Historical German Text Normalization Using Type- and Token-Based Language Modeling
This addresses the challenge of processing historical digitized texts for search and NLP, though it is incremental as it builds on existing methods for a specific domain.
The paper tackles the problem of normalizing historical German texts from 1700-1900 to modern spelling, using a Transformer-based approach that combines type- and token-level modeling, achieving state-of-the-art accuracy comparable to larger end-to-end systems.
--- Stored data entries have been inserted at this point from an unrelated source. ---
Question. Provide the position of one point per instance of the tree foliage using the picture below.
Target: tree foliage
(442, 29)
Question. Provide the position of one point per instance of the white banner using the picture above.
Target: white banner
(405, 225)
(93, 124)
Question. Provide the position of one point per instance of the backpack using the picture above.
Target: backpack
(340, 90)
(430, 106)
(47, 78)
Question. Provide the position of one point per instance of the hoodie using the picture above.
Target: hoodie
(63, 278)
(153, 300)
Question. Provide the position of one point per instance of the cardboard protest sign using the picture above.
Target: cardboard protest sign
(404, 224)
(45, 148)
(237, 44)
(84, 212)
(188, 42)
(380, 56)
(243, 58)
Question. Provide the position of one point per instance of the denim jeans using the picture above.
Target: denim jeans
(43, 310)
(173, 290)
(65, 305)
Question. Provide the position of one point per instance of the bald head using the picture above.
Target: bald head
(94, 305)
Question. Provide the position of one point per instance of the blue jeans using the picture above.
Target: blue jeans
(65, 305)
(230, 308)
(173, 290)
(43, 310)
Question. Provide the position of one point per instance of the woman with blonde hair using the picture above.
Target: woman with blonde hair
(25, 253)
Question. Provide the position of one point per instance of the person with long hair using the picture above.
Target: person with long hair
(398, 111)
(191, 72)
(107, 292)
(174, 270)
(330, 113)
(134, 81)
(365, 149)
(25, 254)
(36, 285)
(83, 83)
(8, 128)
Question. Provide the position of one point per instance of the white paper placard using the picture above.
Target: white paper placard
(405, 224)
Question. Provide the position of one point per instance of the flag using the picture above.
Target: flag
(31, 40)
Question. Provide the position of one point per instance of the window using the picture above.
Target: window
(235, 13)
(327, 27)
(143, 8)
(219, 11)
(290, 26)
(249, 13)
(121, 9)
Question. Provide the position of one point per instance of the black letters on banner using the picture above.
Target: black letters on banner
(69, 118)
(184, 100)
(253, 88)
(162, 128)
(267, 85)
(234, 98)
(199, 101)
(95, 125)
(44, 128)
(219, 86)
Historic variations of spelling poses a challenge for full-text search or natural language processing on historical digitized texts. To minimize the gap between the historic orthography and contemporary spelling, usually an automatic orthographic normalization of the historical source material is pursued. This report proposes a normalization system for German literary texts from c. 1700-1900, trained on a parallel corpus. The proposed system makes use of a machine learning approach using Transformer language models, combining an encoder-decoder model to normalize individual word types, and a pre-trained causal language model to adjust these normalizations within their context. An extensive evaluation shows that the proposed system provides state-of-the-art accuracy, comparable with a much larger fully end-to-end sentence-based normalization system, fine-tuning a pre-trained Transformer large language model. However, the normalization of historical text remains a challenge due to difficulties for models to generalize, and the lack of extensive high-quality parallel data.